VILNIUS - The Simon Wiesenthal Center, an international Jewish human rights organization, has asked the Lithuanian government not to turn a blind eye to the public display of a Nazi flag in one of Kaunas' bars, demanding that the state prosecute and punish the admirers of all Nazi symbols.
In a statement issued on Sept. 19, the Center called on Lithuanian authorities "to respond in an unequivocal manner, which will make clear that such behavior cannot be tolerated."
"The time has come for the government to make it unequivocally clear that Nazi symbols and figures have no place in democratic Lithuania," Efraim Zuroff, the director of the Simon Wiesenthal Center, said.
The statement came in response to a report in the Lithuanian daily L.T., which described the celebrations during pub Fortas' 10th anniversary. The report said that the downtown Kaunas bar's walls were decorated with a swastika-emblazoned flag, and that a waiter greeted customers dressed up like Adolf Hitler.
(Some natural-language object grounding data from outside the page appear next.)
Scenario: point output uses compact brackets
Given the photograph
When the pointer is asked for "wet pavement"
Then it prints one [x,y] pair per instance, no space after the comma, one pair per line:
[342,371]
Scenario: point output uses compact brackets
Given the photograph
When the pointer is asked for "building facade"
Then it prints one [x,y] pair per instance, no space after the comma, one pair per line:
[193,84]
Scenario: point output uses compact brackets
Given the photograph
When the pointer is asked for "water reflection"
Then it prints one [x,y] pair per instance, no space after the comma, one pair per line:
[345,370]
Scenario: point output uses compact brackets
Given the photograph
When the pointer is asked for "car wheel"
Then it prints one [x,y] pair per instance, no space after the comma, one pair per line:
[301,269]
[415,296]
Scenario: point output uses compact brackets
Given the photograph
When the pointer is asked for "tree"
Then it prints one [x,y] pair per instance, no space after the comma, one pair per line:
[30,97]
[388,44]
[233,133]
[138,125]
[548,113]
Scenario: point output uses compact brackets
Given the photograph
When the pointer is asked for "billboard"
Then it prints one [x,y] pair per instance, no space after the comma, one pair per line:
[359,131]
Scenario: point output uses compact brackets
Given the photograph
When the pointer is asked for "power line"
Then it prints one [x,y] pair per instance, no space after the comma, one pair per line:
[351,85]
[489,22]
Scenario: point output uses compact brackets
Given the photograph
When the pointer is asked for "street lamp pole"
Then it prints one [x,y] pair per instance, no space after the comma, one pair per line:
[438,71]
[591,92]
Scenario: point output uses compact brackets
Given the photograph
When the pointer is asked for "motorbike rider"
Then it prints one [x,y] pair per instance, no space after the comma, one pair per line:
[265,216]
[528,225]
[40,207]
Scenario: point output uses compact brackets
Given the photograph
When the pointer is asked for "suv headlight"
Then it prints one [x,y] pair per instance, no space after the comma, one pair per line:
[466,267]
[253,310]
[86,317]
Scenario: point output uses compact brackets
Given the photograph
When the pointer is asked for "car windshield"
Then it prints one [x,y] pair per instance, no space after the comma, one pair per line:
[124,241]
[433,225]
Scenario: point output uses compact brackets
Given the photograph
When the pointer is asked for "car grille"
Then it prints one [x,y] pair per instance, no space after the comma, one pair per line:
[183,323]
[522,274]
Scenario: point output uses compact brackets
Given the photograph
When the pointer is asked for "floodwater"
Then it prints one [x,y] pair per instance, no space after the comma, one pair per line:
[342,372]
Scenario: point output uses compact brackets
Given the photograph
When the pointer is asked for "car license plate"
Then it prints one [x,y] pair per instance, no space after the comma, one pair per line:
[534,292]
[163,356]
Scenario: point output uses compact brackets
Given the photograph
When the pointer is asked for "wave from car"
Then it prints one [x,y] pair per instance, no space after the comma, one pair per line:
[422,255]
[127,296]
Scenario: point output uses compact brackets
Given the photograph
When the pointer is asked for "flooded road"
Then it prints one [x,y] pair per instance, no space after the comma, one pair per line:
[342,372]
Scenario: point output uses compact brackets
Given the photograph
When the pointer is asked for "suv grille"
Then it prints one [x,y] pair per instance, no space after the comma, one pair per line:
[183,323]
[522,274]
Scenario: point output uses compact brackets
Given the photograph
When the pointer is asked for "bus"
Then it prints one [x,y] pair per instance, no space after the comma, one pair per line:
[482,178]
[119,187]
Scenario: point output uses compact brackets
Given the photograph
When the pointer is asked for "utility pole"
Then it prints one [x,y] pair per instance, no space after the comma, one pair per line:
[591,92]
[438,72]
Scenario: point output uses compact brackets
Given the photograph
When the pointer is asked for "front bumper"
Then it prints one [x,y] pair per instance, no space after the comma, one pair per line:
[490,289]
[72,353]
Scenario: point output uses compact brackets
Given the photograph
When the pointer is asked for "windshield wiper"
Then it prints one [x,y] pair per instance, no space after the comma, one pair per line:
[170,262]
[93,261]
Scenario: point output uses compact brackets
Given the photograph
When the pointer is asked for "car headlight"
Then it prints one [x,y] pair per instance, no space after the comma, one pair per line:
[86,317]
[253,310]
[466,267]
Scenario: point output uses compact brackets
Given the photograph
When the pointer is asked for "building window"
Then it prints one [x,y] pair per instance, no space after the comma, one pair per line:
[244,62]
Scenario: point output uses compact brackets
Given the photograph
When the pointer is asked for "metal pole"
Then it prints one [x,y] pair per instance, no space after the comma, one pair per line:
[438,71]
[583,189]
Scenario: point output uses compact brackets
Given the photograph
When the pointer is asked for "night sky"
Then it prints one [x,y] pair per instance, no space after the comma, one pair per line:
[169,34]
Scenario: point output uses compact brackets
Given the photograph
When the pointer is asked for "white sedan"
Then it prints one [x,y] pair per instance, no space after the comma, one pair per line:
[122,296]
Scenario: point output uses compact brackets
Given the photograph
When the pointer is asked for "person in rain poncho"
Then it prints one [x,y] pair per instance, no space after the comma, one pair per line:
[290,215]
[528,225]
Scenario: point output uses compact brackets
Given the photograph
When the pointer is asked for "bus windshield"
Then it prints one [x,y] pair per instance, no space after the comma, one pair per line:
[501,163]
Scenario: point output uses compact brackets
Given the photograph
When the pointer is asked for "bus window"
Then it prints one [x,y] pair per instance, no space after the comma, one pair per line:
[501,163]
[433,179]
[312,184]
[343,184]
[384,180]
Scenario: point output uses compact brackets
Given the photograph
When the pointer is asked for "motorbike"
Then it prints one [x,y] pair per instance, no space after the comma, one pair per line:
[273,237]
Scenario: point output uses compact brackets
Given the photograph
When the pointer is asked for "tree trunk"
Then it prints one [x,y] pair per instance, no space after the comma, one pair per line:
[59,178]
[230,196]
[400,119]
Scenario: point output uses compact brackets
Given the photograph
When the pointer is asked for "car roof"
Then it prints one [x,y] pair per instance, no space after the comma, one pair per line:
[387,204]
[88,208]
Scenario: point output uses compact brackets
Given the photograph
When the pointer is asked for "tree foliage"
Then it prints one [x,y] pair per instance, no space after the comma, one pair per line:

L.T. reported that this was not the first time Fortas has publicly displayed Nazi symbols. The bar has previously celebrated Hitler's birthday.
"Perhaps if Lithuanian authorities had exhibited the necessary zeal in prosecuting and punishing local Nazi war criminals, Nazi flags would not have been flown in Kaunas this week. But in a country where those who facilitated the annihilation of Lithuanian Jewry are treated with undue sympathy and mercy, Nazi flags should come as no surprise," Zuroff added.
Kaunas saw the first massive slaughter of Jews in Lithuania when occupied by Nazi Germany in June 1941.
Some 95 percent of Lithuania's 220,000 strong pre-war Jewish community perished during the Holocaust.